First, \(g_{ij}^{RMC}(r)\) can be further written as,

\[g_{ij}^{RMC}(r) = \frac{n_{ij}}{4\pi r^2dr\rho_j} = \frac{\frac{hist_{ij}}{n_i}}{4\pi r^2dr\frac{n_j}{Vol}} = \frac{hist_{ij}}{4\pi r^2dr\frac{n_i\cdot n_j}{Vol}}\]

where \(hist_{ij}\) represents the histogram of pairings between atoms of type \(i\) and \(j\) in system. Basically, it is just the number of pairs between atoms of type \(i\) and \(j\) that fall into specific distance bins. \(Vol\) represents the ‘overall’ volume for calculating the partial number density \(\rho_j\). However, if \(Vol\) in the equation represents the overall volume of the simulation box (where we have void space, to get rid of periodic boundary condition), we then have to bring in an extra correction factor so that the partial number density can be calculated properly. To this point, the factor \(\rho^{RMC}/\rho\) can be introduced, where \(\rho^{RMC}\) and \(\rho\) refers to the overall number density calculated with and without void space in the simulation box, respectively. If we multiple this factor the $Vol$, the effective volume then can be obtained, in which case the equation above just becomes,

\[g_{ij}^{RMC}(r) = \frac{hist_{ij}}{4\pi r^2dr\frac{n_i\cdot n_j}{Vol^{eff}}} = \frac{\rho^{RMC}}{\rho}\frac{hist_{ij}}{4\pi r^2dr\frac{n_i\cdot n_j}{Vol}}\]

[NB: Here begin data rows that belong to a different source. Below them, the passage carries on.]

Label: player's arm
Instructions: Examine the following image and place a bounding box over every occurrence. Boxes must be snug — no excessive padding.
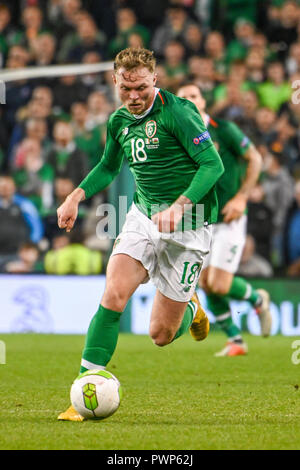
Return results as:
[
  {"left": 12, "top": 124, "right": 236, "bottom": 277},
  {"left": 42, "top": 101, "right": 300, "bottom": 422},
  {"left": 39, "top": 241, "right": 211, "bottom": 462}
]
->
[
  {"left": 222, "top": 123, "right": 262, "bottom": 223},
  {"left": 152, "top": 102, "right": 224, "bottom": 232},
  {"left": 57, "top": 120, "right": 123, "bottom": 232}
]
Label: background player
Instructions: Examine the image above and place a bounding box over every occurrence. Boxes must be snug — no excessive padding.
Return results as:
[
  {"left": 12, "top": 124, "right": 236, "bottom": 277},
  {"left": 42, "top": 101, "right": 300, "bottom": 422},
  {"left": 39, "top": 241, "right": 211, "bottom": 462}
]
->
[
  {"left": 58, "top": 48, "right": 224, "bottom": 421},
  {"left": 177, "top": 84, "right": 271, "bottom": 356}
]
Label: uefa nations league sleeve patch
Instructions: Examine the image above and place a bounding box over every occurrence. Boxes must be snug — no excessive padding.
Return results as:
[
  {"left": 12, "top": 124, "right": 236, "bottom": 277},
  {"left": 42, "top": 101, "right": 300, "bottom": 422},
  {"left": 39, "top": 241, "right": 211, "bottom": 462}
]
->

Next, we focus on the \(U(r)\) term – when coding in such a correction term, we want to do it in a clean way and thus will try to calculate the ‘histogram’ corresponding to the correction term, so that the correction can be applied at the initialization stage and we don’t need to worry about it anymore when calculating the overall PDF and all the other relevant quantities in the program. To do this, we first write,

\[\frac{\rho^{RMC}}{\rho}g_{ij}^{RMC}(r) + U(r) = \frac{\rho^{RMC}}{\rho}\frac{hist_{ij}}{4\pi r^2dr\frac{n_i\cdot n_j}{Vol}} + \frac{U(r)4\pi r^2dr\frac{n_i\cdot n_j}{Vol}}{4\pi r^2dr\frac{n_i\cdot n_j}{Vol}}\]

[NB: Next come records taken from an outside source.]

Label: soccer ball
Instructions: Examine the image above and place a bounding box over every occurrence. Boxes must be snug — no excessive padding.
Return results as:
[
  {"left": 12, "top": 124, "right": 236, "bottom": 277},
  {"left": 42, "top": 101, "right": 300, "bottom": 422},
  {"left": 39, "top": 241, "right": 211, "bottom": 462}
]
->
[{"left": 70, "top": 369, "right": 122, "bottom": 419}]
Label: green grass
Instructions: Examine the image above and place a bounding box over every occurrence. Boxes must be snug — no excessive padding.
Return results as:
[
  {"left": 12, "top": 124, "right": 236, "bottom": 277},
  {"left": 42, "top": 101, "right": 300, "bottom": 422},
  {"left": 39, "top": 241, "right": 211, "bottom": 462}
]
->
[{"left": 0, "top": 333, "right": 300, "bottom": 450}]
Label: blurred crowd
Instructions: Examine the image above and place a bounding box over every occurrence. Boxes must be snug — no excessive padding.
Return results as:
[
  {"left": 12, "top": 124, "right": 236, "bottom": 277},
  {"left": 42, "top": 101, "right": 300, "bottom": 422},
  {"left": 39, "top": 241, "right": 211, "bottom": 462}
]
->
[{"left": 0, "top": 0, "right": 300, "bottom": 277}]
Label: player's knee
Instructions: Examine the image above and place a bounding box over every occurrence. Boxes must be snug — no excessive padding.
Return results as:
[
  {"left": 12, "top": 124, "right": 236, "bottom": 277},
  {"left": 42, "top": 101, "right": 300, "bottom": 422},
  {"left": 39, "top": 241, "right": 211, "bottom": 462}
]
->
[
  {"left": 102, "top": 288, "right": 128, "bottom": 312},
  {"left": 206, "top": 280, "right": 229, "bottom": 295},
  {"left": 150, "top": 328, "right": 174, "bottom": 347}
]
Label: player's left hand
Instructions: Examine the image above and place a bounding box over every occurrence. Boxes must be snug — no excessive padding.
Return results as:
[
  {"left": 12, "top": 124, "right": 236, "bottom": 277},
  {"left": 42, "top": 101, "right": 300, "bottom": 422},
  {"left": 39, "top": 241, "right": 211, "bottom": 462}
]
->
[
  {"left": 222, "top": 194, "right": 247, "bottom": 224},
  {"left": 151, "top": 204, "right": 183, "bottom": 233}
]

Pulling all the factors out, we will arrive at,

\[\begin{equation}\begin{aligned}\frac{\rho^{RMC}}{\rho}g_{ij}^{RMC}(r) + U(r) & = \frac{\rho^{RMC}}{\rho}\frac{1}{4\pi r^2dr\frac{n_i\cdot n_j}{Vol}}[hist_{ij} + \frac{\rho}{\rho^{RMC}}U(r)4\pi r^2dr\frac{n_i\cdot n_j}{Vol}]\\ & = \frac{\rho^{RMC}}{\rho}\frac{1}{4\pi r^2dr\frac{n_i\cdot n_j}{Vol}}[hist_{ij} + \frac{\rho}{n_{all}/Vol}U(r)4\pi r^2dr\frac{n_i\cdot n_j}{Vol}]\\ & = \frac{\rho^{RMC}}{\rho}\frac{1}{4\pi r^2dr\frac{n_i\cdot n_j}{Vol}}[hist_{ij} + \rho U(r)4\pi r^2dr\frac{n_i\cdot n_j}{n_{all}}]\end{aligned}\nonumber\end{equation}\]

where the second term in the square bracket is the effective histogram corresponding to the uncorrelated pairings, which then can be added to the partial PDF’s at the initialization stage.


[1] Y. Zhang, et al., J. Appl. Cryst. (2019). 52, 1035-1042.